OJK catat penghimpunan dana pasar modal capai Rp59,35 triliun hingga 5 Mei 2026
Kekuatan partisipasi investor domestik masih menopang pasar modal Indonesia di tengah tekanan pergerakan indeks saham sepanjang awal 2026. Hingga 5 Mei 2026, penghimpunan dana di pasar modal mencapai Rp59,35 triliun, dengan porsi terbesar berasal dari penerbitan efek bersifat utang dan/atau sukuk.
Sorotan
- OJK mencatat penghimpunan dana pasar modal mencapai Rp59,35 triliun hingga 5 Mei 2026, didominasi penerbitan efek utang dan/atau sukuk Rp58,9 triliun.
- Jumlah investor pasar modal meningkat menjadi lebih dari 26 juta single investor identification pada Kuartal I-2026, menunjukkan kepercayaan investor ritel domestik.
- IHSG terkoreksi 18,49 persen pada akhir Maret 2026 dan secara total melemah 19,55 persen sejak Januari-April 2026 akibat tekanan global.
Penghimpunan dana dan pertumbuhan investor
Seperti disampaikan Otoritas Jasa Keuangan dalam konferensi pers Komite Stabilitas Sistem Keuangan di Jakarta, capaian tersebut, menurut Okezone, menunjukkan minat fundraising di pasar modal Indonesia tetap terjaga. Ketua Dewan Komisioner OJK Friderica Widyasari Dewi mengatakan penerbitan efek bersifat utang dan/atau sukuk mendominasi penghimpunan dana dengan nilai Rp58,9 triliun.Friderica juga mengungkapkan jumlah investor pasar modal pada Kuartal I-2026 bertambah menjadi 24,7 juta single investor identification. Menurut dia, berdasarkan data terbaru jumlah itu bahkan sudah menembus 26 juta, yang dinilai mencerminkan kepercayaan investor ritel domestik terhadap pasar modal Indonesia.
Tekanan indeks dan risiko global
Di sisi lain, OJK tetap mencermati pelemahan Indeks Harga Saham Gabungan dalam beberapa waktu terakhir.

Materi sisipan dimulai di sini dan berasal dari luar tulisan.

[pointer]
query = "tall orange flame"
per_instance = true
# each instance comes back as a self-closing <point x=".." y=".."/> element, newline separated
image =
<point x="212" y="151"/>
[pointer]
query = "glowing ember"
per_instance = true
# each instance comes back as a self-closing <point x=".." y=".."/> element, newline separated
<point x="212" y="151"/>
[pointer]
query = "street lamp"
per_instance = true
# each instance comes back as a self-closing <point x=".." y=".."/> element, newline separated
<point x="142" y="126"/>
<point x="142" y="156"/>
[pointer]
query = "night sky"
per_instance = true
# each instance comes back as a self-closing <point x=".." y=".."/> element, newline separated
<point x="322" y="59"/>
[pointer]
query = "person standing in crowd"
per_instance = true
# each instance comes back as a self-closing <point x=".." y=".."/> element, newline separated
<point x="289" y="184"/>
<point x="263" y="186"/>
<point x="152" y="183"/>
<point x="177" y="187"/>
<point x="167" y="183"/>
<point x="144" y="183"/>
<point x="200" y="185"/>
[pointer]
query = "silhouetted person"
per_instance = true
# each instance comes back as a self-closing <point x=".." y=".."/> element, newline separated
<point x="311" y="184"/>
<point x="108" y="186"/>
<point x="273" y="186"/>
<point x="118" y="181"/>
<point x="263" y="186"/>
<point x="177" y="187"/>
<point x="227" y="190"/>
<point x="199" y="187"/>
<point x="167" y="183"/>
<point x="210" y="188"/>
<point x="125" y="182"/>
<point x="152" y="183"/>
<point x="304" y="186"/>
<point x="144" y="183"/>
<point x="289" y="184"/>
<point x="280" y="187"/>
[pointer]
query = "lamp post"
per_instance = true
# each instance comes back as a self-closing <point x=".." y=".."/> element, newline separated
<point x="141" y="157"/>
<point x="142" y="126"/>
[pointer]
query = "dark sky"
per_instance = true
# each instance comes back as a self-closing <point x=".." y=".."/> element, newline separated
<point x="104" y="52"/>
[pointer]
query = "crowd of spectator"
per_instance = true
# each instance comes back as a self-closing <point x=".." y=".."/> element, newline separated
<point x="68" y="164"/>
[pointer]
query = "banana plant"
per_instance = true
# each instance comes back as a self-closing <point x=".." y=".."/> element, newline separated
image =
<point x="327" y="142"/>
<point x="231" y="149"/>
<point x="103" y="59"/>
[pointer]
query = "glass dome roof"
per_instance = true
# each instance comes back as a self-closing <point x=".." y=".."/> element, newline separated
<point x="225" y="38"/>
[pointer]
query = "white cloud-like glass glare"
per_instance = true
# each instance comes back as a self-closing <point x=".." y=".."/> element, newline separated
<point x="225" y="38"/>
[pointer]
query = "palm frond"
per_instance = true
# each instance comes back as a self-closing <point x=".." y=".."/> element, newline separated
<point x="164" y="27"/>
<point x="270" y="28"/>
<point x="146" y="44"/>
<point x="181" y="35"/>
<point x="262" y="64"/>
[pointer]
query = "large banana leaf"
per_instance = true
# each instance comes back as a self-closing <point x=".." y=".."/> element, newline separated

Friderica menyebut IHSG sempat mengalami koreksi mendalam pada akhir Maret 2026 sebesar 18,49 persen sebelum kembali bergerak fluktuatif pada hari-hari berikutnya.Otoritas juga mewaspadai tren global yang telah berdampak pada pasar domestik. Sepanjang periode Januari hingga April 2026, tekanan eksternal turut mendorong pelemahan IHSG sebesar 19,55 persen, meski arus investor ritel dan aktivitas penghimpunan dana masih menunjukkan daya tahan pasar dalam negeri.
Dalam artikel kami sebelumnya tentang stabilitas sistem keuangan Indonesia pada Kuartal I-2026, kami menyoroti bahwa otoritas menilai kondisi domestik tetap terjaga meski volatilitas global dan ketegangan geopolitik meningkat. Kami juga membahas penguatan koordinasi KSSK serta penilaian berorientasi ke depan untuk mengantisipasi rambatan konflik Timur Tengah terhadap pasar modal dan risiko lonjakan harga energi.